Supervisors: vanemteadur Anti Kalda (TÜ farmakoloogia osakond) ja professor Aleksander Žarkovski
(TÜ farmakoloogia osakond).
Opponent dotsent Markus Mikael Forsberg, PhD (Ida-Soome Ülikool)
Summary:
Drug addiction is a chronic relapsing disorder characterised by a pattern of compulsive drug seeking and taking behaviour despite severe adverse consequences. Prolonged abuse of drugs, such as psychostimulants, may contribute to behavioural abnormalities that can last for months or even years after discontinuing drug consumption.
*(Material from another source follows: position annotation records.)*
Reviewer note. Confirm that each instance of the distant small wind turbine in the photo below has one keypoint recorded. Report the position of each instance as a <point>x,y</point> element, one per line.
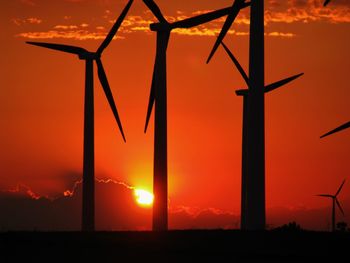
<point>338,129</point>
<point>334,202</point>
<point>246,191</point>
<point>158,97</point>
<point>88,206</point>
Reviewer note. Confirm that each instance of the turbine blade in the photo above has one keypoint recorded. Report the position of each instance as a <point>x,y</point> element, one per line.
<point>152,97</point>
<point>340,128</point>
<point>236,7</point>
<point>340,208</point>
<point>115,28</point>
<point>104,82</point>
<point>330,196</point>
<point>237,64</point>
<point>341,186</point>
<point>281,83</point>
<point>204,18</point>
<point>64,48</point>
<point>155,10</point>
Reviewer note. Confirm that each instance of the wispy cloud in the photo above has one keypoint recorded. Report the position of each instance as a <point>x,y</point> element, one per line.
<point>29,20</point>
<point>288,12</point>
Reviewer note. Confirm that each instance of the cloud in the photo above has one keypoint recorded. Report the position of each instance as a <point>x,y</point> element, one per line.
<point>69,34</point>
<point>116,209</point>
<point>29,20</point>
<point>307,11</point>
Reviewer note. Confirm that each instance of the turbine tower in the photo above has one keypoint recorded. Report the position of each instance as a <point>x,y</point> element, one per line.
<point>88,199</point>
<point>253,152</point>
<point>338,129</point>
<point>158,97</point>
<point>334,202</point>
<point>245,93</point>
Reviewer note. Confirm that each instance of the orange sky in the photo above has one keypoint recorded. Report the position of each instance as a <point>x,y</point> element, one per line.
<point>41,100</point>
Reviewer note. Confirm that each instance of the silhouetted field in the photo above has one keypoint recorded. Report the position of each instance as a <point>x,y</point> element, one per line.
<point>176,246</point>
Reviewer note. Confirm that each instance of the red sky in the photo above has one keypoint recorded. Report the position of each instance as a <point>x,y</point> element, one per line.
<point>41,100</point>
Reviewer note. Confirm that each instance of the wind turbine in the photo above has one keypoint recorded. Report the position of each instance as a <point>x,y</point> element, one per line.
<point>246,195</point>
<point>338,129</point>
<point>88,199</point>
<point>253,153</point>
<point>158,97</point>
<point>334,202</point>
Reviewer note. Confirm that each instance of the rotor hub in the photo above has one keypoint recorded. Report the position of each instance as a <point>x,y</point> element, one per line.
<point>89,56</point>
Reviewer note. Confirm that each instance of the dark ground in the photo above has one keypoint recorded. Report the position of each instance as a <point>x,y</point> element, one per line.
<point>175,246</point>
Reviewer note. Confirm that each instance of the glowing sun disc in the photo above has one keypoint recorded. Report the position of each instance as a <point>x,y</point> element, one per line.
<point>143,197</point>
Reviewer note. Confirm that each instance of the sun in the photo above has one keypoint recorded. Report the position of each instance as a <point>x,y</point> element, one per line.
<point>143,197</point>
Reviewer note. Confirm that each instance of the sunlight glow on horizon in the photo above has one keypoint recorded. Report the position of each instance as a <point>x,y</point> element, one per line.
<point>143,197</point>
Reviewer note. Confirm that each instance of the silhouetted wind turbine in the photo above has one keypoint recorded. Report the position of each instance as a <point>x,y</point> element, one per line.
<point>158,96</point>
<point>88,206</point>
<point>236,8</point>
<point>246,184</point>
<point>338,129</point>
<point>334,201</point>
<point>253,155</point>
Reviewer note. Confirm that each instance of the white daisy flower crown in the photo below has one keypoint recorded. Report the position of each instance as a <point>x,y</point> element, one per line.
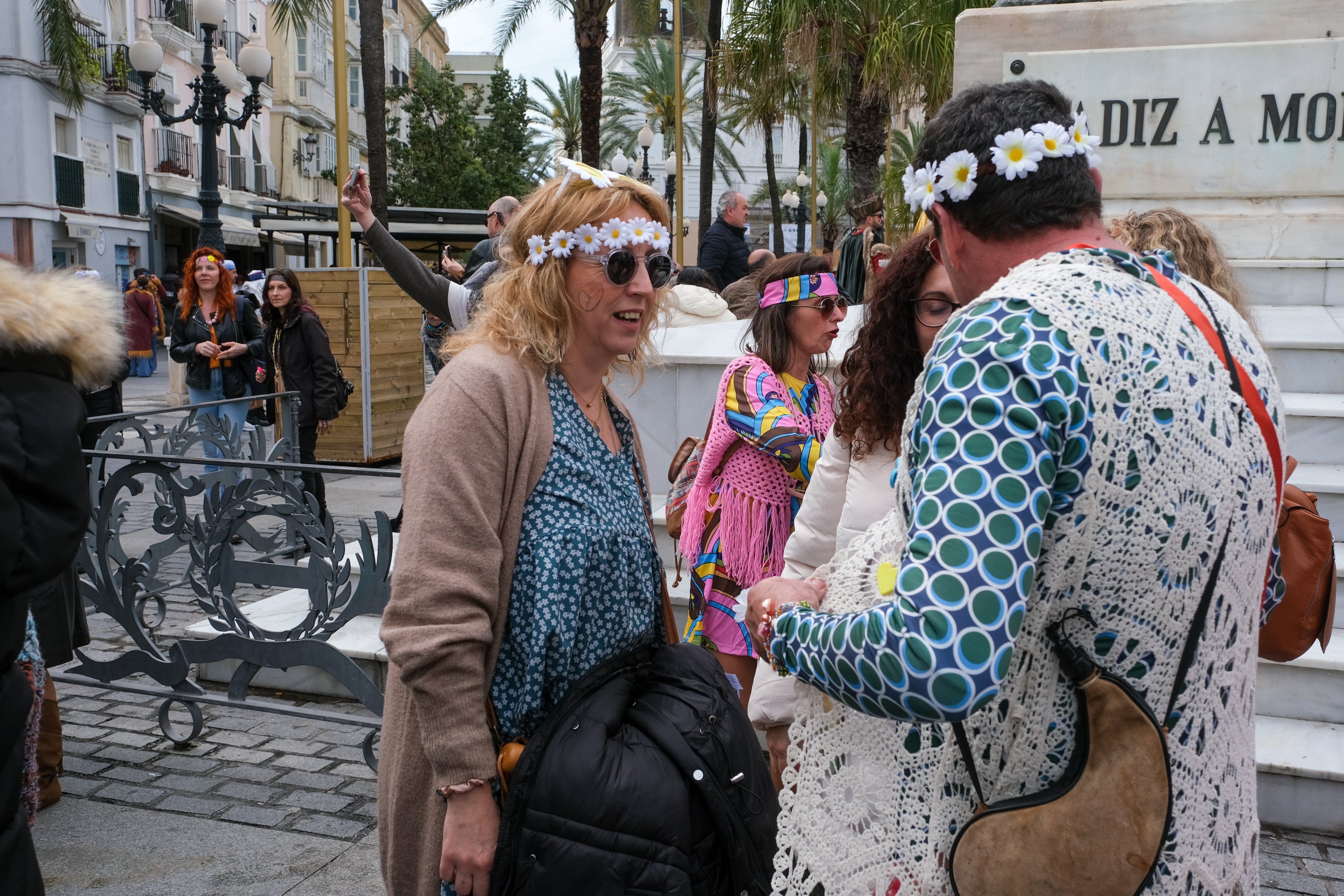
<point>589,238</point>
<point>1015,155</point>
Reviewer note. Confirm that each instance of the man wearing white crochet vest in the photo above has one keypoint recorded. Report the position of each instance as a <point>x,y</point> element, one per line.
<point>1097,436</point>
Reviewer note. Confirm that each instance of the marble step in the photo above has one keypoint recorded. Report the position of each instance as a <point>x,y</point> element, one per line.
<point>358,640</point>
<point>1306,343</point>
<point>1292,281</point>
<point>1300,773</point>
<point>1315,426</point>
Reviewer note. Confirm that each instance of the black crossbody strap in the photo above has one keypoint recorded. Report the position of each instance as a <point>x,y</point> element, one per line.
<point>1197,631</point>
<point>960,732</point>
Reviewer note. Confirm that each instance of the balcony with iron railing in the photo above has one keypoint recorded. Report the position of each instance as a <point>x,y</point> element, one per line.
<point>128,194</point>
<point>230,42</point>
<point>175,154</point>
<point>69,182</point>
<point>99,61</point>
<point>174,25</point>
<point>238,171</point>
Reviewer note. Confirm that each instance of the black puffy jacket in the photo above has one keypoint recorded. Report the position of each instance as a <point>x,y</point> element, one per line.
<point>648,778</point>
<point>242,327</point>
<point>723,252</point>
<point>307,366</point>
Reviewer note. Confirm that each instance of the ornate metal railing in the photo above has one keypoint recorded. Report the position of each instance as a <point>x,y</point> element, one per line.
<point>249,488</point>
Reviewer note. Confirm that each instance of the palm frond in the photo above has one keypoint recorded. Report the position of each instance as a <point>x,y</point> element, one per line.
<point>289,15</point>
<point>66,49</point>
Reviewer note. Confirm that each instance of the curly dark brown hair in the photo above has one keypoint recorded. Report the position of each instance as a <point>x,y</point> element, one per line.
<point>878,374</point>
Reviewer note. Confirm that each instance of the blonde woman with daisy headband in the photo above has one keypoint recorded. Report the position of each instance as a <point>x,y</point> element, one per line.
<point>526,557</point>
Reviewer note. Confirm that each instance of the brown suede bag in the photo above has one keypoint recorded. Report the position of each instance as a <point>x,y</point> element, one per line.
<point>1100,829</point>
<point>1307,562</point>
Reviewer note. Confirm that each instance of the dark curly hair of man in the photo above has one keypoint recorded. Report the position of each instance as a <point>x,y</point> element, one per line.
<point>878,374</point>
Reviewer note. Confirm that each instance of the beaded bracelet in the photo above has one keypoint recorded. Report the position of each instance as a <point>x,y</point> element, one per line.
<point>767,631</point>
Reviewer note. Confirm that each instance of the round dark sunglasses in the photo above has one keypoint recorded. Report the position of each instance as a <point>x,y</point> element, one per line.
<point>623,264</point>
<point>827,307</point>
<point>934,312</point>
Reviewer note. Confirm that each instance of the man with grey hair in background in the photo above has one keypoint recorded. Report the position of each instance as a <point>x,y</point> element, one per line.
<point>723,249</point>
<point>485,252</point>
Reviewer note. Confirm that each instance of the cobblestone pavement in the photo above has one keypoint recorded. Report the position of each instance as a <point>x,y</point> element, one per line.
<point>308,778</point>
<point>1300,861</point>
<point>247,766</point>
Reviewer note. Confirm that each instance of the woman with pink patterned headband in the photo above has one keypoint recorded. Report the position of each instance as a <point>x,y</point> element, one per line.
<point>741,510</point>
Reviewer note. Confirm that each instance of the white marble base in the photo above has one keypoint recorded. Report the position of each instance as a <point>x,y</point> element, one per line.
<point>1300,776</point>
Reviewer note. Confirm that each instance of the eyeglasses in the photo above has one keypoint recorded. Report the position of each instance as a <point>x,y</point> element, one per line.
<point>827,307</point>
<point>623,264</point>
<point>934,312</point>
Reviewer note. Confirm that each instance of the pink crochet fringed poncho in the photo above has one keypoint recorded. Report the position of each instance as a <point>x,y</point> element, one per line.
<point>754,513</point>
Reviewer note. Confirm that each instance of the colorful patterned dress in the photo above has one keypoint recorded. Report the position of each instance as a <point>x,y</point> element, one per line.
<point>768,422</point>
<point>1002,449</point>
<point>1074,444</point>
<point>586,582</point>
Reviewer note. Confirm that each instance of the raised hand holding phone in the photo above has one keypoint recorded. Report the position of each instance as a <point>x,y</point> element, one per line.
<point>358,199</point>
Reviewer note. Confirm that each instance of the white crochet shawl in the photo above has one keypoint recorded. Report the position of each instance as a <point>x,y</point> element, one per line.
<point>867,803</point>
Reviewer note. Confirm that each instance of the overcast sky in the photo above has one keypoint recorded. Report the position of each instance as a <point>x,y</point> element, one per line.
<point>545,44</point>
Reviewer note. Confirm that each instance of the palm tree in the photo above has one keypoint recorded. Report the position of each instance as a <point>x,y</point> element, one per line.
<point>589,37</point>
<point>713,31</point>
<point>559,112</point>
<point>649,96</point>
<point>902,154</point>
<point>834,181</point>
<point>760,88</point>
<point>863,54</point>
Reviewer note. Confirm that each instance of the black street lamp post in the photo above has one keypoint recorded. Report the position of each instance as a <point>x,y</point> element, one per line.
<point>209,108</point>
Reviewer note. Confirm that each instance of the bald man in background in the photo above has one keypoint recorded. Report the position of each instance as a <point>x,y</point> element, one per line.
<point>498,215</point>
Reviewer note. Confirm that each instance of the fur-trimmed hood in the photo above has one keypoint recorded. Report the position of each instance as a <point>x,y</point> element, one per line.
<point>76,318</point>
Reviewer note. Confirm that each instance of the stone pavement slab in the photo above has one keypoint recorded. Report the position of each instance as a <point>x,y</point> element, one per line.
<point>88,847</point>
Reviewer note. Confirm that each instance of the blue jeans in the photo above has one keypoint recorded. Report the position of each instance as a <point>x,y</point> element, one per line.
<point>236,414</point>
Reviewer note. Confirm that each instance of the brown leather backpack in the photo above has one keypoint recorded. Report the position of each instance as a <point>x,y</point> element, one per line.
<point>1307,559</point>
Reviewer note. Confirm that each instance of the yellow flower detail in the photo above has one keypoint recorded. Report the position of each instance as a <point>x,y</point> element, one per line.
<point>886,578</point>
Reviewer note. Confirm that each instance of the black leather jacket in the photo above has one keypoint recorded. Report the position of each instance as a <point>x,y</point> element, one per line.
<point>242,327</point>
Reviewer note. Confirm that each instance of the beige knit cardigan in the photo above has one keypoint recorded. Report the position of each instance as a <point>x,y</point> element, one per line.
<point>474,452</point>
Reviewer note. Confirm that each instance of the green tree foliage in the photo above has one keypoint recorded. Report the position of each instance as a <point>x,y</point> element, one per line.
<point>449,160</point>
<point>507,139</point>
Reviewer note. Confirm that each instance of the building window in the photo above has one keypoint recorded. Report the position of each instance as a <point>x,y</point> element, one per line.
<point>126,154</point>
<point>68,136</point>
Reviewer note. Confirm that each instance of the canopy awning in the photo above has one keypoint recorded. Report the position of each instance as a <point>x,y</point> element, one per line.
<point>238,231</point>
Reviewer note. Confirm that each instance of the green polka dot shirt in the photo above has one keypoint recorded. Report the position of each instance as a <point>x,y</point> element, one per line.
<point>997,455</point>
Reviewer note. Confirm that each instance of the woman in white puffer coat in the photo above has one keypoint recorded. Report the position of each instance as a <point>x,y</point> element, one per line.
<point>695,302</point>
<point>852,483</point>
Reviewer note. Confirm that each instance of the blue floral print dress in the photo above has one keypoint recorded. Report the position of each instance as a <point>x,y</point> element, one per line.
<point>999,455</point>
<point>586,582</point>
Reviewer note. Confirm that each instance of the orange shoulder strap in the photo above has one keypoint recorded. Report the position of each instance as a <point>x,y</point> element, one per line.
<point>1243,382</point>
Repeated administration of psychostimulants (such as cocaine) induces an enhanced behavioural response to subsequent drug exposure, a phenomenon known as psychomotor or behavioural sensitisation. Psychostimulant-induced behavioural sensitisation in rodents provides a model for addictive behaviours, such as those associated with craving and relapse, and for the psychotic complications of psychostimulant abuse. Behavioural sensitisation is remarkably persistent phenomenon. In rodents, it can persist from months to years after drug treatment is discontinued. Persistent behavioural sensitisation indicates that drug-induced short- and long-term changes in gene expression may be involved. Accumulating data suggest that epigenetic mechanisms, such as DNA methylation (catalysed by DNA methyltransferases - DNMTs), are critical regulators of persistent gene expression changes and may be related to behavioural disorders. The aim of this study was to investigate the role of DNA methylation in the development of cocaine-induced behavioural sensitisation in mice and rats. Our data demonstrated that cocaine treatment caused a dynamic increase in Dnmt3a and Dnmt3b expression levels in the nucleus accumbens (NAc) and hippocampus of adult mice; induced both DNA methylation/demethylation in the promoter regions of the selected genes; and intracerebroventricular treatment with the DNMT inhibitor zebularine normalised hypermethylated gene transcription in the NAc of adult mice and delayed the development of cocaine-induced behavioural sensitisation. We also found that environmental factors, such as methyl group donor S-adenosylmethionine (SAM) and early life stress, may promote, via DNA methylation, the development of psychostimulant-induced drug addiction in mice and rats.